After my extreme displeasure with Kick-Ass, the über-violent action comedy that almost everyone I know likes, I thought the film had perhaps put a lid on my enjoyment of cinematic graphic novels once and for all. But then I saw The Losers, and realized it hadn't; it turns out I was just longing for an adaptation with a little less viscera, a little more cheerfulness, and fewer (preferably no) 11-year-olds getting punched in the face. Based on writer Andy Diggle's comic-book series, this action adventure concerning an elite Special Forces unit - one seeking revenge against the CIA operatives who ordered their execution - features nearly every bummer we've come to expect from its genre: inanely contrived plotting; a too-liberal use of slow-motion; ridiculously phony CGI fireballs. Yet against all expectation, the movie still winds up being an awful lot of fun. Boasting a surprisingly witty script by Peter Berg and James Vanderbilt, The Losers is the rare Hollywood blow-'em-up in which the tough guys' wisecracks, punchlines, and comic gambits are legitimately funny - Idris Elba and Chris Evans are given especially amusing, bitchy routines - and while the combat doesn't make a lot of sense, director Sylvain White at least choreographs it with verve and zip. (And, refreshingly, almost no bloodletting whatsoever; the titular Losers generally shoot their targets with narcotizing darts.) Best of all, amongst a supremely entertaining cast that includes Jeffrey Dean Morgan, Zoe Saldana, Columbus Short, and Holt McCallany, Jason Patric comes through with both his most subtly vicious and most hilarious performance in years, playing a suave psychopath looking to market the world's first environmentally friendly nuclear weapon. I was delighted to realize that The Losers' filmmakers might be keeping him around for a sequel.

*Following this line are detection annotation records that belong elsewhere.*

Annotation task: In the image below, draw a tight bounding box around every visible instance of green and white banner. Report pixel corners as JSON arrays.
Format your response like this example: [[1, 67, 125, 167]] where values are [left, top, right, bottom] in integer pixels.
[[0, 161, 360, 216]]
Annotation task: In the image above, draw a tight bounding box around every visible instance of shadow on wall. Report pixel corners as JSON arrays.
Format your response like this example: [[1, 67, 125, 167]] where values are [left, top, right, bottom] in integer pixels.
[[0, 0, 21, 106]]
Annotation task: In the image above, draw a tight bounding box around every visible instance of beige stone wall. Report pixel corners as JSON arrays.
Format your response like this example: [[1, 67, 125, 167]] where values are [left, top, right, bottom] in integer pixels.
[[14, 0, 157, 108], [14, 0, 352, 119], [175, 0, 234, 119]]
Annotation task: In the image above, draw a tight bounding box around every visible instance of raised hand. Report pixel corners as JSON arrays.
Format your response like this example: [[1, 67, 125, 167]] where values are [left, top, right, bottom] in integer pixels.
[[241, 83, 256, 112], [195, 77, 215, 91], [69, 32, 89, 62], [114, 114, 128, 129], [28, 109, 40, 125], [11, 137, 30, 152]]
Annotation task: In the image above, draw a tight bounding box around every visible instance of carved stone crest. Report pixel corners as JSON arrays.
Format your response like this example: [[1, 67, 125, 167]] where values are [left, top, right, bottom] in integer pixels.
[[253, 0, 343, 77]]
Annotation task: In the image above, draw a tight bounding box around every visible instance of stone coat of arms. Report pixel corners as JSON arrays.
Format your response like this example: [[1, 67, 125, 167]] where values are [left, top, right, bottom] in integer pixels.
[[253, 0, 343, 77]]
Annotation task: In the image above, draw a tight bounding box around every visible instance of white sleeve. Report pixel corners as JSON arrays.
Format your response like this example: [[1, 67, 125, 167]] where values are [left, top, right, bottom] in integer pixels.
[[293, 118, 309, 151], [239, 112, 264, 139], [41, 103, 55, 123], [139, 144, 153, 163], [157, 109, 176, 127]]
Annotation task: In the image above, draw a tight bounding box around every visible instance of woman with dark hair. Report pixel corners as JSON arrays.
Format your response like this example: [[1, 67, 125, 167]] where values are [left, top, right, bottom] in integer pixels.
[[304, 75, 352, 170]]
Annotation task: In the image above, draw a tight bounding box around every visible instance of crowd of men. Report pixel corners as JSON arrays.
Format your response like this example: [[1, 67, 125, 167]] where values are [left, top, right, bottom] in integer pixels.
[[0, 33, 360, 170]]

I was shocked to realize that I'm now looking forward to that sequel.

 

OceansOCEANS

After taking to the skies in the sensational Winged Migration, French writers/directors Jacques Perrin and Jacques Cluzaud now take us underwater for the documentary Oceans, and the movie is as gloriously expansive and visually stunning as the Jacques' previous endeavor would lead you to expect. It's also, truth be told, a little bit duller than Winged Migration - the movie's 85 minutes occasionally crawl by as deliberately as its sea-floor denizens - and features patches of Pierce Brosnan narration that are left distractingly unexplored. (At one point, Brosnan reveals that the Orca whale has developed a particular method for catching and eating sea lions, but we're neither told nor shown what that method might be; from our view, it looks like the creature's master plan involves nothing more crafty than rising from the deep and gobbling his dinner whole.) Still, it's hard to be too disappointed by a film that provides so many extraordinary sights, among them a beachfront of horseshoe crabs that look like moving pith helmets, a spider-crab battalion that suggests a scene out of The Lord of the Rings, and the astonishing image of a blue whale, half a block long and weighing in at 120 tons. (There's also a rather haunting shot of a polluted ocean floor on which lies debris and a shopping cart.) Plus, as amazing as Oceans' visuals are, its sounds are sometimes even more incredible, and I'll not soon forget the sight of a mammoth sea lion lounging on the sand ... and emitting a truly awe-inspiring burst of flatulence. So, you know, kids will love the movie.